Lab Notes: This is a good update on top of so many solid Pika updates recently! Pika has always been about more than just model quality, it is the creative toolset that makes it stand out. With 2.2 video model now available, the improvements are there but they feel more like a refinement than a complete overhaul. The ability to generate higher-res, longer clips, and add control frames makes a big difference. The lack of Pikadditions (a feature that makes it easy to add anything into a scene) for now is a bit of a limitation.
BRIA AI Brings Copyright-Safe Image Generation and Editing to Fal
The News: BRIA AI, a platform focused on commercial AI image generation and editing, is now available on Fal. Unlike many other AI models, BRIA AI is trained exclusively on licensed data, aiming to provide a safer option for businesses concerned about copyright and compliance. It offers large-scale image generation, real-time editing, and tools for maintaining brand consistency across visuals. A key feature is its attribution engine, which compensates data contributors based on their content’s impact on AI-generated outputs.
Lab Notes: This is another example of AI companies adapting to copyright concerns, but whether training on licensed data actually makes a model "safer" is still unclear. No one really knows yet. Companies like BRIA and Adobe are betting that controlled datasets reduce legal risk, but there has not been a definitive ruling on whether it makes a difference in practice. For now, it is mostly about perception. Clients who are cautious about AI-generated content may feel more comfortable with models that claim to use only licensed material.

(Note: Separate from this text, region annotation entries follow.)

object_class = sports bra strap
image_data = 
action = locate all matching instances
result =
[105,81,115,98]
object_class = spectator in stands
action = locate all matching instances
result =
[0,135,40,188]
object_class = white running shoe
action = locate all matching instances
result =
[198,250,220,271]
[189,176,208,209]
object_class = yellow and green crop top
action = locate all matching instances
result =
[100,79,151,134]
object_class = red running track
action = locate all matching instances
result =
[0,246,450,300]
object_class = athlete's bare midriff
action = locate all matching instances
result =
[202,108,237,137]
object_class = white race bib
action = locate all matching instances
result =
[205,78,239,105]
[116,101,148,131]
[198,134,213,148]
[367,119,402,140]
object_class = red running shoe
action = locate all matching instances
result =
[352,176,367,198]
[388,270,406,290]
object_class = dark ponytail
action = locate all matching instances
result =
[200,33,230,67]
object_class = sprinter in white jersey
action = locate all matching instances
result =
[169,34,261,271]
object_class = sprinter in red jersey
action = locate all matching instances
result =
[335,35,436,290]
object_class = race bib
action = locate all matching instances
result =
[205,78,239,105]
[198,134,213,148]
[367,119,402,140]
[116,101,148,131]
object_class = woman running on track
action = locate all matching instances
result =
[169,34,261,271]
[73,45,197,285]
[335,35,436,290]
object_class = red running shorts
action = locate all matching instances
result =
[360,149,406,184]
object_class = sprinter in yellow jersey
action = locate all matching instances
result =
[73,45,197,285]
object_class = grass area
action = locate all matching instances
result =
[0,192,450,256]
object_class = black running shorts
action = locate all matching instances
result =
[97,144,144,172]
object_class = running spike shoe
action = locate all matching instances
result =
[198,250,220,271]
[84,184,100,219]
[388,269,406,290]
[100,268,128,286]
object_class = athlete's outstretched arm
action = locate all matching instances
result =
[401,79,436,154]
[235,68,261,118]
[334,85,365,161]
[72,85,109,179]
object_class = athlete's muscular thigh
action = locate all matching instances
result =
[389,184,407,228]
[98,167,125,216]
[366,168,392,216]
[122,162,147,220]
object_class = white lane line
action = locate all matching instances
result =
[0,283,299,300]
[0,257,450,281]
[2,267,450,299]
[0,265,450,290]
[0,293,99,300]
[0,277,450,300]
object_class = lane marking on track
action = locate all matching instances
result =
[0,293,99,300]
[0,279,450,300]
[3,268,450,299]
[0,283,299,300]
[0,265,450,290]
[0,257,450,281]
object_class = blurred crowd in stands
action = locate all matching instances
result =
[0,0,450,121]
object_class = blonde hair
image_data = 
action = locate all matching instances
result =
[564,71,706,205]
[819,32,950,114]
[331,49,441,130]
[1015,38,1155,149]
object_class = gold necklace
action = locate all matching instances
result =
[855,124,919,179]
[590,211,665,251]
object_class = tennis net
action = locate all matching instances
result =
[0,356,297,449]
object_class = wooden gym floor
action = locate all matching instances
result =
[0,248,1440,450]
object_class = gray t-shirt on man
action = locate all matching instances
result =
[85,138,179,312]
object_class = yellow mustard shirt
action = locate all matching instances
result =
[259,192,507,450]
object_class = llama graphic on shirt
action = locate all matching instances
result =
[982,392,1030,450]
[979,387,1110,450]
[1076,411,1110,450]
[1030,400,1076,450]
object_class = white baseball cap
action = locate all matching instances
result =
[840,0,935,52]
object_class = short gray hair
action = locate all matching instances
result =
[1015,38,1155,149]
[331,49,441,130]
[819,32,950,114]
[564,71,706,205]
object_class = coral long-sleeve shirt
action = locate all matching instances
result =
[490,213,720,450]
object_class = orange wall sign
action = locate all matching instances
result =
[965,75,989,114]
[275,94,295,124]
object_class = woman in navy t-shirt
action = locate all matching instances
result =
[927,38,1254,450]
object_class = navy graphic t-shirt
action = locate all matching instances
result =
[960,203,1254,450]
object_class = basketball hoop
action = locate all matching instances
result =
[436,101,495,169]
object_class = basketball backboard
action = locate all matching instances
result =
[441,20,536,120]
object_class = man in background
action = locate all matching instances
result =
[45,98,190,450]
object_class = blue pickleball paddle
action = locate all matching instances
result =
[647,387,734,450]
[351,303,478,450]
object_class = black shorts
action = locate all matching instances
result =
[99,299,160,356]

At the same time, I personally will try almost all models as long as I am creating original work and using them responsibly. The real takeaway here is that AI companies are now offering different levels of risk management, which means more options depending on what a project needs.
Separately, the U.S. Copyright Office recently ruled that AI-generated work can be copyrighted if it is sufficiently modified and integrated in a unique way. That adds another layer to the discussion, but it does not directly address whether training with unlicensed “publicly available data” impacts the legal status of companies releasing AI models. That issue is still being litigated between major companies, although not against individual users.
I think more copyright and legal clarity and access to licensed models are all wins for creatives who use AI responsibly in their workflows.
This commentary reflects my perspective and research. It is not intended as legal advice. If you have specific questions about copyright or AI usage, consult a legal professional.
Additional Findings: Quick Updates on Important News and Workflows
Deep Research for ChatGPT Plus Users – OpenAI is expanding deep research access to Plus users, offering PhD-level research results and papers. Great for studying creative workflows or niche styles.
Veo 2 Image-to-Video on Fal – Fal now supports Google’s expensive Veo 2 video model with image-to-video capability and offers a guide on how to master Veo 2 for better video generation.
4D Gaussian Splatting for Video – A new breakthrough in capturing realistic moving scenes with 4D Gaussian splatting, pushing the boundaries of film, VFX, and XR.